• Aucun résultat trouvé

3 Le développement urbain durable et le paradigme d’aménagement actuel

3.2 Du concept théorique à l’aménagement : qu’est-ce que la « forme urbaine

En raison de sa nature prescriptive, le développement urbain durable mène tout naturellement au renouveau et à une réaffirmation de l’importance des réflexions et des travaux normatifs sur l’aménagement urbain (ex. : Southworth, 2003; Talen, 2003a; Talen et Ellis, 2002), « ravivant les débats sur les formes urbaines idéales » (Jabareen, 2006).
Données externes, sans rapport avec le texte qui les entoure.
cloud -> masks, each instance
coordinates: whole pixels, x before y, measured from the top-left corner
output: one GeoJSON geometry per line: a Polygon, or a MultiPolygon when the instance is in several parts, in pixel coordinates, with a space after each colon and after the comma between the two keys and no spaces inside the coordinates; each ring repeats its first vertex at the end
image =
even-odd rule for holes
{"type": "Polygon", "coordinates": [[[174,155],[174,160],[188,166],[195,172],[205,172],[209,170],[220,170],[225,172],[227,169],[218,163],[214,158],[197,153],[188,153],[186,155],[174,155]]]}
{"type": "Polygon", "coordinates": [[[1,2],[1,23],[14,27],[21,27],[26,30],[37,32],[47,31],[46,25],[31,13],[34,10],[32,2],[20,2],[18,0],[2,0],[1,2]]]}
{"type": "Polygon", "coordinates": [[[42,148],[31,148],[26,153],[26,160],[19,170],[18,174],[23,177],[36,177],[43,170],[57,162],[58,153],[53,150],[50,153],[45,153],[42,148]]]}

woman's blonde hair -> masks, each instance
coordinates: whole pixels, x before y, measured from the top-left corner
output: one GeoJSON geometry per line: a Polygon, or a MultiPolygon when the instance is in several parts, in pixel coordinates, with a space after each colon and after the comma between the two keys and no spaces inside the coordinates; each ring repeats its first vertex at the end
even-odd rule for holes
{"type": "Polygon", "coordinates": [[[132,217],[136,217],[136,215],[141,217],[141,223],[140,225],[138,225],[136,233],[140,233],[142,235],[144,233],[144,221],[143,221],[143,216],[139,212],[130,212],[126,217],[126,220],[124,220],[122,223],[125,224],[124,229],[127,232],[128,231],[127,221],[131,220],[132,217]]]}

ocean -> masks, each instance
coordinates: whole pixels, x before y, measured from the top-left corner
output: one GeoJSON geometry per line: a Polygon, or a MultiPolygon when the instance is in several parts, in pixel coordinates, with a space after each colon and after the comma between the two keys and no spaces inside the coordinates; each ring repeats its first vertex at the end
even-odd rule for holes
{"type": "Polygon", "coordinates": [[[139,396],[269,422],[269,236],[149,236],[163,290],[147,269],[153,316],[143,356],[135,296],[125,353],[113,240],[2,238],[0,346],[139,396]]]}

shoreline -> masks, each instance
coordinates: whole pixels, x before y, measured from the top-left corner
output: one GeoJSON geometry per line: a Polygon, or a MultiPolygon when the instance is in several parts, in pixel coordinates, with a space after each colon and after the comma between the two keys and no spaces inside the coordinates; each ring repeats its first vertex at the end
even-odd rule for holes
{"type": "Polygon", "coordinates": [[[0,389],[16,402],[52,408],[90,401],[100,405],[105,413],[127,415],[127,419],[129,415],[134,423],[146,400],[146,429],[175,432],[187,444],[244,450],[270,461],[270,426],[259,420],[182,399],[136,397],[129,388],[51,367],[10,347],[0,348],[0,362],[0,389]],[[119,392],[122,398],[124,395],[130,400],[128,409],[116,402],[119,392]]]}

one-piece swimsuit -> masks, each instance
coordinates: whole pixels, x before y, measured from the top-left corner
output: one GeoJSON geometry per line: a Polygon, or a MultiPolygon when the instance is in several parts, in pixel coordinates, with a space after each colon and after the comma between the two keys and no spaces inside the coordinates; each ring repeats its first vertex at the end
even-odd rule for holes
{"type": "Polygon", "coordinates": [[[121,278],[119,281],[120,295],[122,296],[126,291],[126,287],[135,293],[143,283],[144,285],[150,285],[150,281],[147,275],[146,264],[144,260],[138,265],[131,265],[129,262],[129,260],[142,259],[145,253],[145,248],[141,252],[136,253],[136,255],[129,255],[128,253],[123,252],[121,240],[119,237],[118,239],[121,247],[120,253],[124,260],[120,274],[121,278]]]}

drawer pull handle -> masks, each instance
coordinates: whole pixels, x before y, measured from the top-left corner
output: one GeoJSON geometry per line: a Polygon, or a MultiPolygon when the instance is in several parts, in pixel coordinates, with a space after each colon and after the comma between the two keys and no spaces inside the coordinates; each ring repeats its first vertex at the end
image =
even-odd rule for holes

Il ramène ainsi au premier plan l’importance de la forme urbaine et de ses impacts sur la possibilité de mettre en œuvre – ou non – les objectifs et les principes du développement urbain durable. Plusieurs auteurs, dont Register (2002), soulignent l’importance de normes d’aménagement urbain qui permettent de faciliter ou de « mettre en scène », ni plus ni moins, des comportements individuels favorables au développement durable :

« The manner in which the city is laid out and organized is the foundation for virtually everything else. Without understanding urban anatomy we will fail to understand how population, affluence and technology relate to each other and to the environment.”

(Register, 2002: 27)

Ainsi, pour plusieurs (ex. : Lynch, 1981; Frey, 1999; Register, 2002), il existe des principes généraux de « bonne forme urbaine » qui sont intemporels car ils sont basés sur certaines lois favorisant le bon fonctionnement de la ville ainsi que sur certaines valeurs humaines elles-mêmes intemporelles. Les propos suivants de Frey (1999) illustrent bien cette idée :

« History tells us that ‘good’ urban structures and forms – those that enable and enhance urban activities, improve on the well-being of the citizens and create a balanced

relationship with their local and global environment – are generally preserved and therefore long-lasting because they function well and express their citizens’ history, collective memory, values and beliefs and pride. » (Frey, 1999: 14).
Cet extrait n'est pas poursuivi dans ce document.